Bug Fixes and Other Changes

  • Refactored Wide & Deep functional models (taxi_utils.py, templates, and test modules) to slice wide categorical input layers dynamically matching actually wide-encoded category bounds ([:len(_MAX_CATEGORICAL_FEATURE_VALUES)]). This prevents disconnected inputs from triggering Keras 3 inputs not connected to outputs exception under Python 3.10.
  • Converted Keras Functional model building methods' Normalization layer instantiation inside list comprehensions to standard procedural for loops, fully securing execution scope connectivity tracking under Python 3.10.
  • Implemented dynamic pytest_ignore_collect hooks in conftest.py with static spec checks (importlib.util.find_spec) to dynamically exclude targets of uninstalled optional dependencies (like Airflow, Vertex AI, and Kubeflow).

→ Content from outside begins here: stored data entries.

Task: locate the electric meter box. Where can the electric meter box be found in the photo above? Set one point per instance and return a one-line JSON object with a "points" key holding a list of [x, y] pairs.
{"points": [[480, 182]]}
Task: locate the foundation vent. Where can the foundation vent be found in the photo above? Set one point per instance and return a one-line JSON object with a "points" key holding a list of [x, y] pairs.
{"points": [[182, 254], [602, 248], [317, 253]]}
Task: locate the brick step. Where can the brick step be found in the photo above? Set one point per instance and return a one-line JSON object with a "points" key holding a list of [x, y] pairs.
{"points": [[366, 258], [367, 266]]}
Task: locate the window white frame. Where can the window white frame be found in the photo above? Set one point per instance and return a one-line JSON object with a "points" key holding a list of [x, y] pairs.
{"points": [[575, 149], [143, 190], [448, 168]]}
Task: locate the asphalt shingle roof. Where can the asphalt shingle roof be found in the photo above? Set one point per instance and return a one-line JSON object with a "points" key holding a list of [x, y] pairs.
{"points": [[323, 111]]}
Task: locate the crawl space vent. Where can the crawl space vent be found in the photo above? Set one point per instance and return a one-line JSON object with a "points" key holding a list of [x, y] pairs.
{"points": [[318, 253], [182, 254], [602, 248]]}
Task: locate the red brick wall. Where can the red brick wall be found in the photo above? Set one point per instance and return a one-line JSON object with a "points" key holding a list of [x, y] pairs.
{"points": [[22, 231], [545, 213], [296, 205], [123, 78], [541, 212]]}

This completely eliminates early logging stream deadlocks and startup import-time test suite collection crashes.
  • Upgraded Docker build tools and wheel scripts, configuring internal compilation of TFDV and TFX-BSL source files on a unified conda-GCC 13/binutils toolchain using Bazel 7.7.0.

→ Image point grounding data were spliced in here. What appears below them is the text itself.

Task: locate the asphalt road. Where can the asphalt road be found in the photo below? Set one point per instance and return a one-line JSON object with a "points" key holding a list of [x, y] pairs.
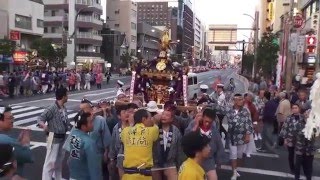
{"points": [[262, 166]]}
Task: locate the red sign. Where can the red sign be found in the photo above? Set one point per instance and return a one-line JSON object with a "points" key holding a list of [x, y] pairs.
{"points": [[14, 35], [19, 57], [311, 40], [298, 21]]}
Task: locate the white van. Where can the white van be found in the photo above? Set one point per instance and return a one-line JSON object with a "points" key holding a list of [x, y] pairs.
{"points": [[193, 85]]}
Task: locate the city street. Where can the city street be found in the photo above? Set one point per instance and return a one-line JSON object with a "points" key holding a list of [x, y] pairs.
{"points": [[264, 166]]}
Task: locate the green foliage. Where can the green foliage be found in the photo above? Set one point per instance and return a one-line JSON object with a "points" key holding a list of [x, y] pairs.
{"points": [[6, 47], [46, 51], [60, 53], [125, 59], [267, 55], [247, 63]]}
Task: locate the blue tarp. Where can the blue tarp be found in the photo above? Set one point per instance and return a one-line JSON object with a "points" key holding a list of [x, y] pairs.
{"points": [[5, 59]]}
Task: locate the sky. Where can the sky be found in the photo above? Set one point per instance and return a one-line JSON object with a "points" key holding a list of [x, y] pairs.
{"points": [[222, 12]]}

  • Resolved random temporary directory synchronization and write finalizer errors in BulkInferrer (executor.py) when executing flattened PCollections under local runners (DirectRunner/PrismRunner/FnApiRunner) by introducing a dynamic helper mapping local executions to use num_shards=1 while preserving high-performance dynamic sharding for distributed production pipelines.
  • Bypassed strict committed/attempted metrics equivalence checks in the Transform ExecutorTest base class (executor_test.py) that crashed under modern versions of Apache Beam utilizing the parallel/multi-process PrismRunner backend due to asynchronous task metric updating limits, ensuring robust and stable local metrics count verifications.
  • Monkey-patched PipelineOptions dynamically in the global test conftest (conftest.py) to bypass resource-throttled multi-process PrismRunner delegation for standard local testing jobs, forcing the low-overhead, fast single-threaded in-memory DirectRunner (--direct_running_mode=in_memory) globally. This slashes total unit testing execution time and prevents workflow cancellations/timeouts across Python 3.9, 3.10, 3.11, and 3.12 GHA platforms.

Dependency Updates

  • Upgrades target pipeline constraints to support TensorFlow 2.21.0 and Protobuf 6.x across both Python 3.10, 3.11, 3.12 ande 3.13.
  • Split SciPy library dependency constraint inside test_constraints.txt using Python target markers to bypass dynamic version conflicts with JAX versions under Python < 3.13.
  • Cleanly dropped outdated/incompatible dependencies (tensorflow-decision-forests, tensorflow-ranking, tensorflow-text, tensorflowjs) globally from dependencies list and constraint definitions to prevent PIP backtracking solver storms and secure stable installation on TF 2.21.0.